Researchers are leveraging AI to identify geoglyphs near Nazca Lines in Peru: Researchers using AI and drone technology have discovered 303 new geoglyphs near Peru's Nazca Lines in just six months, revolutionizing archaeological research and providing new insights into ancient Peruvian cultures.
Snap now leverages Gemini on Vertex AI to power generative AI experiences on MyAI: Snap Inc. has partnered with Google Cloud to integrate Gemini's multimodal AI capabilities into Snapchat's My AI chatbot to enable more innovative features for its 850 million monthly active users.
Meta Connect 2024: Orion, Quest 3S, and new features for the Ray-Ban Meta smart glasses: At Meta Connect 2024, Meta unveiled various AR/VR devices, including the Orion AR glasses concept, an affordable Quest 3S headset, and AI-enhanced Ray-Ban Meta smart glasses, showcasing the company's commitment to advancing consumer AR technology.
Google keeps building on NotebookLM's features with YouTube and audio files support: Google expanded NotebookLM's capabilities by adding support for various input sources, including YouTube videos and audio files, and making it easier to share the recently introduced Audio Overviews.
Runway launched a $5M 'Hundred Film Fund': Runway launched a $5M fund to support up to 100 filmographic projects using AI-generated content.

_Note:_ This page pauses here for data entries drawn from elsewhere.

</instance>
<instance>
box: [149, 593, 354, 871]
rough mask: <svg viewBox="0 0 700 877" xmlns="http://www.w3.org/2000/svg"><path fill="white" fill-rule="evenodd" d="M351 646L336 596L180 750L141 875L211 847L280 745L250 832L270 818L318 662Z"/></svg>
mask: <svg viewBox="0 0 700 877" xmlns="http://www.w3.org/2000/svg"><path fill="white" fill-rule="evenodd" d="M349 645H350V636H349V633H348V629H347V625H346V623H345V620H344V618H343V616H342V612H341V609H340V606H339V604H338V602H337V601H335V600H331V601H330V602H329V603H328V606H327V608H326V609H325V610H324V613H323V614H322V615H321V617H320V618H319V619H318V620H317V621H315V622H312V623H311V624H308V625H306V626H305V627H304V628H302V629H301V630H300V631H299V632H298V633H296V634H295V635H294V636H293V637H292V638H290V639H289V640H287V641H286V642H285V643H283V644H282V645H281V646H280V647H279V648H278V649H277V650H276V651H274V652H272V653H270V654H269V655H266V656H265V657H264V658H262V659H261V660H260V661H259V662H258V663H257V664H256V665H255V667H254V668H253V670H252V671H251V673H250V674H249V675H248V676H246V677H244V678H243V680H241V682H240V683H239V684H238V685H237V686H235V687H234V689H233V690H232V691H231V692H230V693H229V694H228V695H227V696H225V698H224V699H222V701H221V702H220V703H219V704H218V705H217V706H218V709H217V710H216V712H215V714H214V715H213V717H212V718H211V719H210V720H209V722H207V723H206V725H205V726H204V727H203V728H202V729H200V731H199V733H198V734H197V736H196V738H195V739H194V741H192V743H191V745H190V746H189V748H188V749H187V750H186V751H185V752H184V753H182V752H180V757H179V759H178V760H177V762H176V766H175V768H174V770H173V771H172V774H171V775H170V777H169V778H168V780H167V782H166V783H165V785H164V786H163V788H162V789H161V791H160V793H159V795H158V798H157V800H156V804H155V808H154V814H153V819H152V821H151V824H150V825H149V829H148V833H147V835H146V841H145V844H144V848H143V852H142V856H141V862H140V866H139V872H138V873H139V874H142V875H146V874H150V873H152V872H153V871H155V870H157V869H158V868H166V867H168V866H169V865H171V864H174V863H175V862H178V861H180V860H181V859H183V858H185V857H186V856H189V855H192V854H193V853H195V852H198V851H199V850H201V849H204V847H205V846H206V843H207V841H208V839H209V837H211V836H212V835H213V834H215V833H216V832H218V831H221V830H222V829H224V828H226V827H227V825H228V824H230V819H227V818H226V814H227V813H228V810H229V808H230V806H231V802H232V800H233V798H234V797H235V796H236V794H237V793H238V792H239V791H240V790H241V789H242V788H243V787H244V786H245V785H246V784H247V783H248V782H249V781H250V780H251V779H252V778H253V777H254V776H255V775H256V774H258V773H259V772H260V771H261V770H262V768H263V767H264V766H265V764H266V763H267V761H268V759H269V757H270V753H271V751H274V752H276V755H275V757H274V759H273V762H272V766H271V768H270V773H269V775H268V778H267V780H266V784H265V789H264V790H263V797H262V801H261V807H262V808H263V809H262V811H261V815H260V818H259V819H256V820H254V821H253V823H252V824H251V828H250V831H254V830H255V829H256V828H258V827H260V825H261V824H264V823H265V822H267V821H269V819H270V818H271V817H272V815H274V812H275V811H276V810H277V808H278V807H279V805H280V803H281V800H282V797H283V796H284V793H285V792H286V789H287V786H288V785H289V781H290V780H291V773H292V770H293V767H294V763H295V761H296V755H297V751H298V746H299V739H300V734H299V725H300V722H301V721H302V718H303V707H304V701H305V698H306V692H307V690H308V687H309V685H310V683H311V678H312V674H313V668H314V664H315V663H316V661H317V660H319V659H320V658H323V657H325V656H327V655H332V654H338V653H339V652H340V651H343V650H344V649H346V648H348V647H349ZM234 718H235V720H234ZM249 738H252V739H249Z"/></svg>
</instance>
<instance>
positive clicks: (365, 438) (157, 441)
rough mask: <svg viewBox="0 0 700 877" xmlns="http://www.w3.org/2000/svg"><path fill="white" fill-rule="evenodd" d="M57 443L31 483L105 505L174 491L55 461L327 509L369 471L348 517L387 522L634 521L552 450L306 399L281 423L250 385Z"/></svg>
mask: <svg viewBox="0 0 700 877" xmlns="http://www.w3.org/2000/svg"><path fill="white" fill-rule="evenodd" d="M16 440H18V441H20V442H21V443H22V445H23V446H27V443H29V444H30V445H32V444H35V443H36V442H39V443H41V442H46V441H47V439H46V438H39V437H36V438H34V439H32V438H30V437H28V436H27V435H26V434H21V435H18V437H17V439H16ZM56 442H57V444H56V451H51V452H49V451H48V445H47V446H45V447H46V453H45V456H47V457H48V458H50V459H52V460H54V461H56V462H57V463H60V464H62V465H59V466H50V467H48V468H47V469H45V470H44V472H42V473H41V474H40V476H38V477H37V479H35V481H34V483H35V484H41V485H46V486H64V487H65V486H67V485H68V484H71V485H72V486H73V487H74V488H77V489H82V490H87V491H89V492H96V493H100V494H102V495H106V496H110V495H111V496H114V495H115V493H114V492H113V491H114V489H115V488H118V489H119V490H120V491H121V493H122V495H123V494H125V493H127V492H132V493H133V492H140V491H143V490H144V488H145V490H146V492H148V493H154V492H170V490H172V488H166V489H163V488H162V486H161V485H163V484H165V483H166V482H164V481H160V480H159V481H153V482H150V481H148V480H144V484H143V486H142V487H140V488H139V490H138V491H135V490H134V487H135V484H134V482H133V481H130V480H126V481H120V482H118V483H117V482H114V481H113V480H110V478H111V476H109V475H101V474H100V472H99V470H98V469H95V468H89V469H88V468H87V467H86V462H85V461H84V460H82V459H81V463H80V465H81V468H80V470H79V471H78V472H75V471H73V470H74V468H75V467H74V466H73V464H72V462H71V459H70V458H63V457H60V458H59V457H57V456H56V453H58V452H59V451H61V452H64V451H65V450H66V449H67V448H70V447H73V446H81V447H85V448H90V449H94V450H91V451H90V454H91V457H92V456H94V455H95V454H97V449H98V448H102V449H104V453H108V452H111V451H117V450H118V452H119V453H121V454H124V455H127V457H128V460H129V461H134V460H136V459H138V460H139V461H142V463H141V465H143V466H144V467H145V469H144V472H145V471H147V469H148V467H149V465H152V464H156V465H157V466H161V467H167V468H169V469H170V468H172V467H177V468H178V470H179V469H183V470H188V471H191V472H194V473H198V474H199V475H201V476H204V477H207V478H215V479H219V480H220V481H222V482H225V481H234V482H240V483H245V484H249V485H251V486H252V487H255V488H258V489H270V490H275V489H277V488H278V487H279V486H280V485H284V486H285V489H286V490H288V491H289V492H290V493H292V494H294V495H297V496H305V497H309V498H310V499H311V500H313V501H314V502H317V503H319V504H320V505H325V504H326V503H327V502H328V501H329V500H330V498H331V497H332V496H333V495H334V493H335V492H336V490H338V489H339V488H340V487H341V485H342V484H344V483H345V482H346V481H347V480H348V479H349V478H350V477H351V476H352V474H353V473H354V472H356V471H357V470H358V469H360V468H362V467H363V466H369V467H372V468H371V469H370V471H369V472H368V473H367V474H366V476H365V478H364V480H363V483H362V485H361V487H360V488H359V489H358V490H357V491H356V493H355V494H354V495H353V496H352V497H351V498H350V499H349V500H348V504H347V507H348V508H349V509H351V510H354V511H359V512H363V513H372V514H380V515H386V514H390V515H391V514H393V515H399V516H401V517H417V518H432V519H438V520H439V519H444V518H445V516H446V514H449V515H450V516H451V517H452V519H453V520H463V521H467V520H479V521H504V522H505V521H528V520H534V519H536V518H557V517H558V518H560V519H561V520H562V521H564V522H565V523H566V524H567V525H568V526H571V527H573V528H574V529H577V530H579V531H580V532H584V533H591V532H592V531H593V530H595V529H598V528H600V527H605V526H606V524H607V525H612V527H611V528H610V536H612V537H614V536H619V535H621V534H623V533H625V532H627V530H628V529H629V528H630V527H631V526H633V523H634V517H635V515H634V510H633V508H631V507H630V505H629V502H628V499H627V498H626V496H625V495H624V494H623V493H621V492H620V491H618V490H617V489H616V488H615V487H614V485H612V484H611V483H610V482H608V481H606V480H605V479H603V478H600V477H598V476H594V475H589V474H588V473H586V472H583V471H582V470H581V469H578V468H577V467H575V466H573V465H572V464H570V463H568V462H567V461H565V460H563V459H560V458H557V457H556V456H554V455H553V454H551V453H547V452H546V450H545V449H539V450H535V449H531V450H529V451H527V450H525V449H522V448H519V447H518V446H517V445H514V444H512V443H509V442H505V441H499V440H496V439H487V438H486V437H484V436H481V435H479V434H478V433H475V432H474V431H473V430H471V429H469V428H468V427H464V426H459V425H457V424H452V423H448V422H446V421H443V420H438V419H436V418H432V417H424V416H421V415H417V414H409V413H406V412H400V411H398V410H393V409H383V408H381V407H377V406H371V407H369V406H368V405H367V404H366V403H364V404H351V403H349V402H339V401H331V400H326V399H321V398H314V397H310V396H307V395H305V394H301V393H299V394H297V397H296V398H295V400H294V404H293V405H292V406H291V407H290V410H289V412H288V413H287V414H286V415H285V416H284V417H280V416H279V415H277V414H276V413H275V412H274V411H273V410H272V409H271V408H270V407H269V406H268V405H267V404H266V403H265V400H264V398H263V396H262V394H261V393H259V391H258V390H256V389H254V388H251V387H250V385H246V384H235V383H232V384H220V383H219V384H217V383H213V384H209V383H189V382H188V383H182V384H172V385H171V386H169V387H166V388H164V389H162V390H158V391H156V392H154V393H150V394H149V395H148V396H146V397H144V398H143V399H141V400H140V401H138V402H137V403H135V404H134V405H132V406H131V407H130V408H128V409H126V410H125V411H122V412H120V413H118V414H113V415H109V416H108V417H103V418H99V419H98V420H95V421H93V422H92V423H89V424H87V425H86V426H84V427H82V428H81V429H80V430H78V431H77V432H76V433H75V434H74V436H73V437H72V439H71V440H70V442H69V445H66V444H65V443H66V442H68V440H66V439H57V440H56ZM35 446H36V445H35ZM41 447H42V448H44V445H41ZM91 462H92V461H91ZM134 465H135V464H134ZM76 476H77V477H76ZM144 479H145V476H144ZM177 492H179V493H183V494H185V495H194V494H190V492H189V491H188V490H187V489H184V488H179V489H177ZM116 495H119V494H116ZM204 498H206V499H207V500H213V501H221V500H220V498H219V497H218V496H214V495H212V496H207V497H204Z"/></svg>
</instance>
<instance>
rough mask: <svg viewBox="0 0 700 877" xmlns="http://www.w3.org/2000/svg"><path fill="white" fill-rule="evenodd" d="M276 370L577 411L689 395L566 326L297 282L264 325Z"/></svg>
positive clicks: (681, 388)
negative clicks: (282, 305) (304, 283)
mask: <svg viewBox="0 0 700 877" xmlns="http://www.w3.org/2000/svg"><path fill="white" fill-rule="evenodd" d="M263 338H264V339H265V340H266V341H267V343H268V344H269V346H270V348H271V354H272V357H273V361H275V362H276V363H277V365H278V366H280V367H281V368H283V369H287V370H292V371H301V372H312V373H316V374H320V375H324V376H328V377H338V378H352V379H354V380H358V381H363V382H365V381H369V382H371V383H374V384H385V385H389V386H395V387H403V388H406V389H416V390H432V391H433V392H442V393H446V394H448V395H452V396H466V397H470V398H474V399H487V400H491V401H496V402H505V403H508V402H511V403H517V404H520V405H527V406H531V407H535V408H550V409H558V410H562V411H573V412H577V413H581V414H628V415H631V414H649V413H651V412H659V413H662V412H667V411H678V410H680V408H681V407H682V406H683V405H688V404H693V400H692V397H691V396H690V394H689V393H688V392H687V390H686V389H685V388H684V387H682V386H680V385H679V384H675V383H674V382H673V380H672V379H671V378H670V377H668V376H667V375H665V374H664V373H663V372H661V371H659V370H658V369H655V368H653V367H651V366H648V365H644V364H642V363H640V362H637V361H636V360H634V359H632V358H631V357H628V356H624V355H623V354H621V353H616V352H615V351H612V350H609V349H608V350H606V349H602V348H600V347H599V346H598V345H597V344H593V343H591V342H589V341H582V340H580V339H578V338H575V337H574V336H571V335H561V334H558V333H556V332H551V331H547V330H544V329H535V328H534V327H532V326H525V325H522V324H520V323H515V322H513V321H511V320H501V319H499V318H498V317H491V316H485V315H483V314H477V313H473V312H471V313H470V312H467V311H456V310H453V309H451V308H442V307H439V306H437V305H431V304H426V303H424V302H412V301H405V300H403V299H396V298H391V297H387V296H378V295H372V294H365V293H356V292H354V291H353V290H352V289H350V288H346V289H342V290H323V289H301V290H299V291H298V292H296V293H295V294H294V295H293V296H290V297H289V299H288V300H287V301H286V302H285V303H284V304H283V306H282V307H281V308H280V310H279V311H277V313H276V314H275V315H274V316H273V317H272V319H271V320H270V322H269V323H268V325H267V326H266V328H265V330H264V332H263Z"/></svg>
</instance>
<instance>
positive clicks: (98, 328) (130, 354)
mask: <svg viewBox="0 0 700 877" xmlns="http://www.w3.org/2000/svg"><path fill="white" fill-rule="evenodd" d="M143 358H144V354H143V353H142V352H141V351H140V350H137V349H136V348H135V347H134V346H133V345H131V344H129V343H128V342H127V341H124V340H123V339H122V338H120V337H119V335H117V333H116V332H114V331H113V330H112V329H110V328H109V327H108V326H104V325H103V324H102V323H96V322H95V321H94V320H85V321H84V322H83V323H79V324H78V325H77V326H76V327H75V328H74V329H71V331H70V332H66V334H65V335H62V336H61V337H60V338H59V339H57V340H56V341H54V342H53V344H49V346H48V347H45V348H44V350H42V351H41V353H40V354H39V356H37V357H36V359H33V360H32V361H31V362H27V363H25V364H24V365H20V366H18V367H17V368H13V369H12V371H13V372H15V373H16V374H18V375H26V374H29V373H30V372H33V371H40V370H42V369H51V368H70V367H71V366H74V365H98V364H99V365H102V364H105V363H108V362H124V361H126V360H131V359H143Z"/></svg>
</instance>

Grants range from $5K to $1M+ and up to $2M in Runway credits. Creators retain full IP rights over their projects but must grant Runway permission to showcase and distribute the finished product.
The Competition and Markets Authority ended its investigation of Amazon and Anthropic: The UK's Competition and Markets Authority (CMA) closed its investigation into Amazon's $4 billion investment in Anthropic, concluding that despite potential material influence, the partnership does not qualify as a 'relevant merger situation' due to Anthropic's insufficient UK market presence.